Several of the books on this list are relatively brief; at least six of the titles are less than 200 pages. I admit that I chose them out of my perpetual "to be read" pile for their brevity, always keeping my two-books-a-month goal in mind. I was in good shape to accomplish this goal as recently as October, but then the combination of starting Joseph Anton, Salman Rushdie's memoir of living under the fatwa, and the hurricane that slammed much of New York City threw me off my course. In those days I was glued to the television and the computer, hungry for whatever information I could find about the problems occurring a few miles from my door. The focus, the attention that reading a book requires eluded me during those hectic days. The only reason I finished 21 books is that I forced myself to read the final 120 pages of House Made of Dawn this evening so I could make the end of year deadline, which I managed with four hours to spare.
Perhaps it's not a matter of quantity so much as quality. Looking over the list, the only book I didn't really connect with was Content, a marketing guide I never would have picked up if I didn't still have vague ideas of perhaps starting a business. Other than that, there's nothing on the list I regret spending time with and there were a number of pleasant surprises. David Denby is the Chicken Little of film reviewers, but his Do Movies Have a Future? (short answer: yes!) was an enthusiastic assessment of where we are in cinema history and an optimistic guess at where we're going. I thought Mutants and Mystics would be an overview of mystical and occult ideas in mainstream comics and sci fi. Instead, it was a history of such ideas in the lives of comic artists and sci fi writers. A case of "this isn't the book I thought it would be...oh wait, it's better." Subliminal: How Your Unconscious Mind Rules Your Behavior is an entertaining layman's guide to recent findings in neuroscience and how they disprove common assumptions about individual consciousness and human behavior.

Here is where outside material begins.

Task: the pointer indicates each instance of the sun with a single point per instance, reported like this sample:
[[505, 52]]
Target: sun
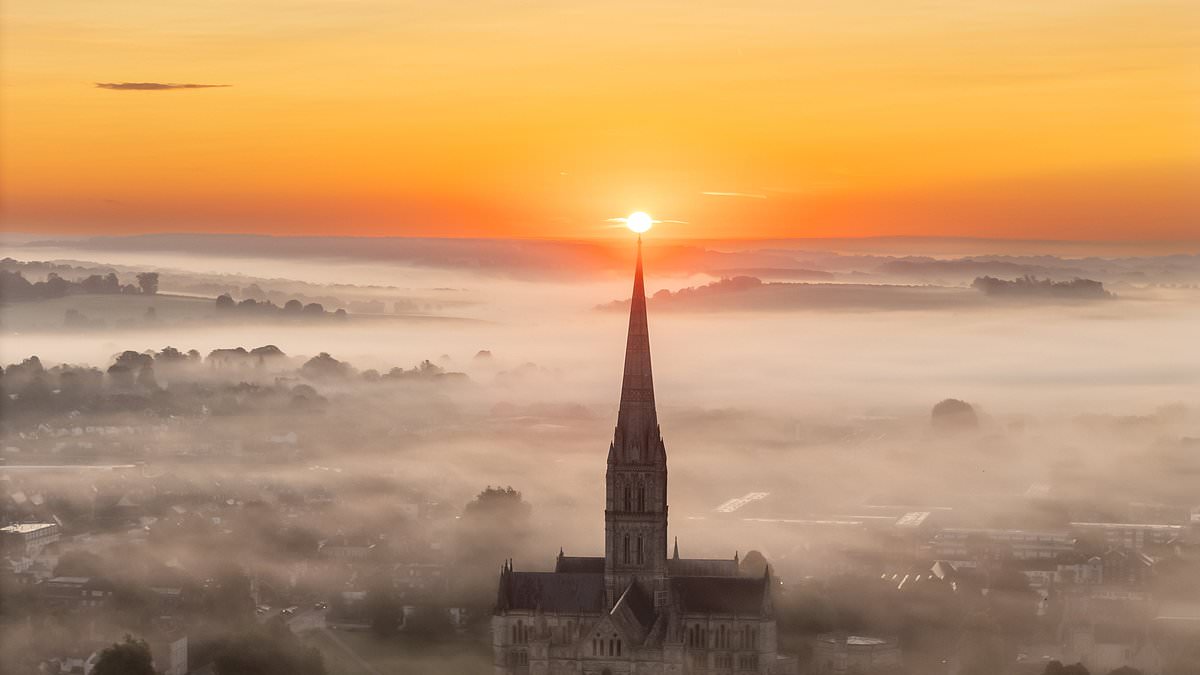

Speaking of behavior, I find reading a Buddhist book every year or so refreshes and reminds me of my path. I found much to value in The Buddha Walks Into A Bar. As far as the purely physical realm is concerned, Mark Bittman's Food Matters provided a diet overview I hope to adopt soon, overlooking the fact that I had cookies for dinner the other night.
There were also old favorites on the list: Calvino, Marquez, Pagels, Hoberman. Part of me wishes Ballard had written his autobiography when he was a decade or two younger and still full of vinegar and outrageous statements, but I'll accept this mix of his memories of his internment in a Japanese war camp in WWII and his paternal pride in his children. The book I kept thinking about this year was (no surprise) Thomas Pynchon's Against The Day. As far as language is concerned, it's one of the most accessible and direct things he's written. But the glut of events, characters, historical data and ideas can leave the reader wondering "where is this going? What is the point?" Incredibly, it comes together (sort of) in the second half of the book and even if you, the reader, don't find out what The Answer is, you find yourself compelled to follow the characters as they stumble towards said Answer. The novel is over 1000 pages, yet I've been itching to re-read it since finishing it. If I can resist, maybe I'll finish 24 books in 2013.